When asked about ISIS or al-Assad, most of them share the opinion that evil does not represent Allah’s will. They believe ISIS or Daesh is just another mafia with lots of guns, most of which come from the U.S. and Europe. They do not want Bashar al-Assad or another crazed dictator. Most of them are willing to go back, but under one condition: that they have peace, rights and respect for the lives of all in their country.
But the truth is that they can’t. How long will these families have to wait for a new life in Europe? Will they be able to make it? Does the EU have real intentions and institutional ability to give them shelter? People like Ali don’t know the answers for these questions, they only know that, for now, Idomeni or any other camp is a much better place to live in than Syria. At this point, without money in his pockets, Ali has nowhere else to go.
When I said to him “asif” (I’m sorry in arabic), he disagreed and raised his hands and dropped them pointing at the sand, almost as if saying “I am fine where ever Allah wants me to be.”

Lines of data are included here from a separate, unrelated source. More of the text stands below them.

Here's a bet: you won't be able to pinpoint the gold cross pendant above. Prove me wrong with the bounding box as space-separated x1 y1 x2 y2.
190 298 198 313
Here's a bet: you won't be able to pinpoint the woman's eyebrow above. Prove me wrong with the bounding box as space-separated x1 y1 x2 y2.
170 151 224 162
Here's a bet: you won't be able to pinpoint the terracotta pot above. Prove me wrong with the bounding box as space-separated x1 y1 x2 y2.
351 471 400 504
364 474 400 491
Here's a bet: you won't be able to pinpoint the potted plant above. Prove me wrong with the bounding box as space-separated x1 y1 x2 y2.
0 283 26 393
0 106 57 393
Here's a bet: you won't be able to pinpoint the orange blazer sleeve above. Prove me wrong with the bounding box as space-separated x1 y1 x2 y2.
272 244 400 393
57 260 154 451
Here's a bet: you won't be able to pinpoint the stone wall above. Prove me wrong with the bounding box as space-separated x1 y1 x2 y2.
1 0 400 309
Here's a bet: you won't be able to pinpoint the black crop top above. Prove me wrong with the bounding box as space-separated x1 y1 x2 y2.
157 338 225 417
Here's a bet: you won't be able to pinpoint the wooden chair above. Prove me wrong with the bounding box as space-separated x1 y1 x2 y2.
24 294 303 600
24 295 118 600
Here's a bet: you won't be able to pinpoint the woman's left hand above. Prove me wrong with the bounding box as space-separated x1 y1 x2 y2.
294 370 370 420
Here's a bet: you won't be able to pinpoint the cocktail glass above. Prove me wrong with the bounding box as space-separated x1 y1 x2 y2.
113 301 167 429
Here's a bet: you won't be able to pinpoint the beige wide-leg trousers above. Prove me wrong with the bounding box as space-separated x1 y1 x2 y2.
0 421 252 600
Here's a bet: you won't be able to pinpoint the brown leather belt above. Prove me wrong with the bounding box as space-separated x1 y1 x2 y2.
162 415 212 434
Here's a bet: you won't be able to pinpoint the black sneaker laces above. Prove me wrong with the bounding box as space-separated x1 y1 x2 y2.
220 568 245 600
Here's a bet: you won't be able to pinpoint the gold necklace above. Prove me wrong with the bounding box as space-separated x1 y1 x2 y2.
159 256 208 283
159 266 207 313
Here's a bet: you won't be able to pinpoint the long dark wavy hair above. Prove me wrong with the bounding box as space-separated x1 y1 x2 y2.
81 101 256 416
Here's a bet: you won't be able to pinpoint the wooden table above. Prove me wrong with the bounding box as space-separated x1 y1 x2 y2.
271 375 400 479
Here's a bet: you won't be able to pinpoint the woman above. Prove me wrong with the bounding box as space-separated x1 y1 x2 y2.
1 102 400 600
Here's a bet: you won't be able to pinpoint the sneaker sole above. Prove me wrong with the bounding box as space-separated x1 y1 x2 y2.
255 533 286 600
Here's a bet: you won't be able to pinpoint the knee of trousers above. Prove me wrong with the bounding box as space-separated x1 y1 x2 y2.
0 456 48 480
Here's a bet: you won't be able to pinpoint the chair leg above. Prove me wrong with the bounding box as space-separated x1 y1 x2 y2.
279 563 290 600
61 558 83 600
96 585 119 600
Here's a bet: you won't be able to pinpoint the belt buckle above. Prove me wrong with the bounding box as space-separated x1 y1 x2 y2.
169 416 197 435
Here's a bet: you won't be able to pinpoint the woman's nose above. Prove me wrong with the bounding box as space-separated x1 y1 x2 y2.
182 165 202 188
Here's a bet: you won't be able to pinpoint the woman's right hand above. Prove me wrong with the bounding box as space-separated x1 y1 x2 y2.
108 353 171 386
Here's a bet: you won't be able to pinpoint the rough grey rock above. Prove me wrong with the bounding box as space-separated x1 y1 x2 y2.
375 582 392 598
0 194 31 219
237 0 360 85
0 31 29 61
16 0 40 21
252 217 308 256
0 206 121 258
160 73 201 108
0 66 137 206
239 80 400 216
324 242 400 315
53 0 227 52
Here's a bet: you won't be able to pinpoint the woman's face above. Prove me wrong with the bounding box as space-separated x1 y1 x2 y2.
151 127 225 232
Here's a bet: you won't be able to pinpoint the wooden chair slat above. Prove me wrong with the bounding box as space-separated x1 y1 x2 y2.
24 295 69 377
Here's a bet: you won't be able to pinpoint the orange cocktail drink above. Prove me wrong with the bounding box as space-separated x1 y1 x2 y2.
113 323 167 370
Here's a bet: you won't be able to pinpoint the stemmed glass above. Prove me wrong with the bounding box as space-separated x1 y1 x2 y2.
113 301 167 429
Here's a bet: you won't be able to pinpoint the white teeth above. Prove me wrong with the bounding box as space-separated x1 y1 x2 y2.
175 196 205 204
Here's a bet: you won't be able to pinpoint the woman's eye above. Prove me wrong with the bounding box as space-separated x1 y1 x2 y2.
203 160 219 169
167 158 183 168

While they wait for their dream to turn real, days become weeks. In the meantime, women still take care of their babies under tents and cook (when they can) on makeshift stoves made of stone. Men come and go, talk to each other, smoke cigarettes and drink the darkest and most bitter coffee on the planet. Those who still have some money left, invest in little sales of bread, cigarettes and canned food. Those who do not have anything left, queue up every day to get a plate of warm food from the humanitarian NGO’s. Children, when they are not crying, play around.
My friend, my friend!
The hardship of getting in touch with anybody is easily overcome thanks to the “my friends,” the way Spanish and Catalans volunteers call thousands of kids that run in every direction and never stop calling everyone the first thing they learn in English: “my friend, my friend!” Being welcomed by dozens of “my friends” is the most beautiful and powerful experience here; they are perfect hosts.

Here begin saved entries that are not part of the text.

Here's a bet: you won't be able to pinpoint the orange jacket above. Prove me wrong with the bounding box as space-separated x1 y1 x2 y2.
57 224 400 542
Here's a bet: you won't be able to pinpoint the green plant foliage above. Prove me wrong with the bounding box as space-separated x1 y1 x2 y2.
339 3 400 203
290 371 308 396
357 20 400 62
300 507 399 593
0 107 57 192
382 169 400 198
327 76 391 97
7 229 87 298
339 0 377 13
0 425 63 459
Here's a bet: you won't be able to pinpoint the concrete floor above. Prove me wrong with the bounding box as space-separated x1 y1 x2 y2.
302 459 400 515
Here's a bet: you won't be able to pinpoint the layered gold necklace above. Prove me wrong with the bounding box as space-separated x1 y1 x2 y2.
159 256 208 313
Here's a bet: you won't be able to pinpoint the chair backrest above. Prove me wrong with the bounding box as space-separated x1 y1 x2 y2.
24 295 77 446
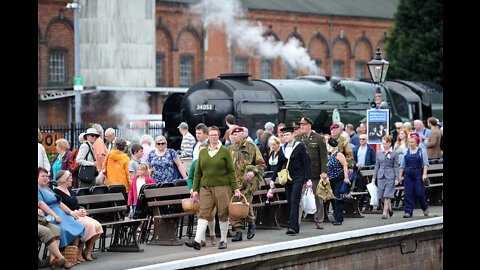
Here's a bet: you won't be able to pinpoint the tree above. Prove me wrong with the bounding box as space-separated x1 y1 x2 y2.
386 0 443 86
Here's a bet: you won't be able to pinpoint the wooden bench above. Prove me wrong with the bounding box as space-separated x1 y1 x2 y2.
345 162 443 216
144 186 194 246
251 178 288 229
77 193 147 252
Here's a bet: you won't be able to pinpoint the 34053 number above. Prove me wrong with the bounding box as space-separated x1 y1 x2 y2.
196 104 215 110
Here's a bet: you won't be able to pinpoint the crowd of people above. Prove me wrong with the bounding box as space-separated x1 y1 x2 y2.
38 115 442 261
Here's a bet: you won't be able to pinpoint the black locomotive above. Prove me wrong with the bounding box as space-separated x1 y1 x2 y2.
163 73 442 149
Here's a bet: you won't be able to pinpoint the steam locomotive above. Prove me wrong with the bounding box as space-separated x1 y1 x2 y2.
163 73 442 148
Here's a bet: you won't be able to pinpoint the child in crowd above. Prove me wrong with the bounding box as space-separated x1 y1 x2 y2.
128 163 156 216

Ever since Macedonia closed its border with Greece two months ago, a group of volunteers called Team Bananas come to the camp every morning to give about 5,000 bananas to every child in the camp. And every day, they’re welcomed by a chorus of “my friends.”

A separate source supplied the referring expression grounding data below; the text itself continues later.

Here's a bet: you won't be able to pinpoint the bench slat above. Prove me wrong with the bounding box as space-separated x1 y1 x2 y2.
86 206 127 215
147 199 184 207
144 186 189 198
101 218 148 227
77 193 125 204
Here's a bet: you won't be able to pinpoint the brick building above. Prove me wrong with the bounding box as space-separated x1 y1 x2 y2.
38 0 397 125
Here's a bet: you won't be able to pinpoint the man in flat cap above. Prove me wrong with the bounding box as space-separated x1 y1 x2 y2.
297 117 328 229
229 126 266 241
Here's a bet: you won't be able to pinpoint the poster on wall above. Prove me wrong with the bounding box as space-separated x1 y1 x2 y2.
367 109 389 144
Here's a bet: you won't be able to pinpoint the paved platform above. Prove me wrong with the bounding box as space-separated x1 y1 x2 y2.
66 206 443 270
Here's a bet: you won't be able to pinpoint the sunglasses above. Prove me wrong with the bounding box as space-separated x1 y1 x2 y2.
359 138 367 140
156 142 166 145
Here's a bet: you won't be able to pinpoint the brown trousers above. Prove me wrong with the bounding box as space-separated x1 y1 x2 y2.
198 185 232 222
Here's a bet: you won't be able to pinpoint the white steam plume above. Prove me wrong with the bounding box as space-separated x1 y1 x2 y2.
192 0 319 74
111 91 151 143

After asking how many children lived in every tent, mothers usually answered “six babies.” Team Bananas members think refugees always exaggerate the number of children in order to get more bananas, but the truth is they represent at least the third part of the population: 4,000 “my friends” under 12, with some being born in the camp without a defined nationality.
What kind of future will these children have if they spend their childhood in a refugee camp? Nobody knows, but it’s foreseeable. They’re both the happiest and most vulnerable people in Idomeni. They do not have access to their basic rights such as education, health or even a home. Doctors Without Borders, UNHCR and other NGOs at the camp are simply not enough for the kids. Volunteers teach English and other subjects in a sizeable tent near the rear of the camp. Others play games with the kids to pass the time, but there are so many out there, just wandering around. Doctors Without Borders identified around 340 unaccompanied infants, traveling without parents in the settlement.
The future for Idomeni is that it will no longer be what it was last week, but the humanitarian crisis at the doors of Europe remains. The evacuation of refugees to warehouses or abandoned factories near Thessaloniki has increased the NGOs concerns. As said by UNHCR spokesperson Melissa Fleming: “the conditions of some of these sites fall well below minimum standards. (…) Poor conditions at these sites are compounding the already high level of distress of refugee families, fueling tensions within refugee populations and complicating efforts to provide required assistance and protection.”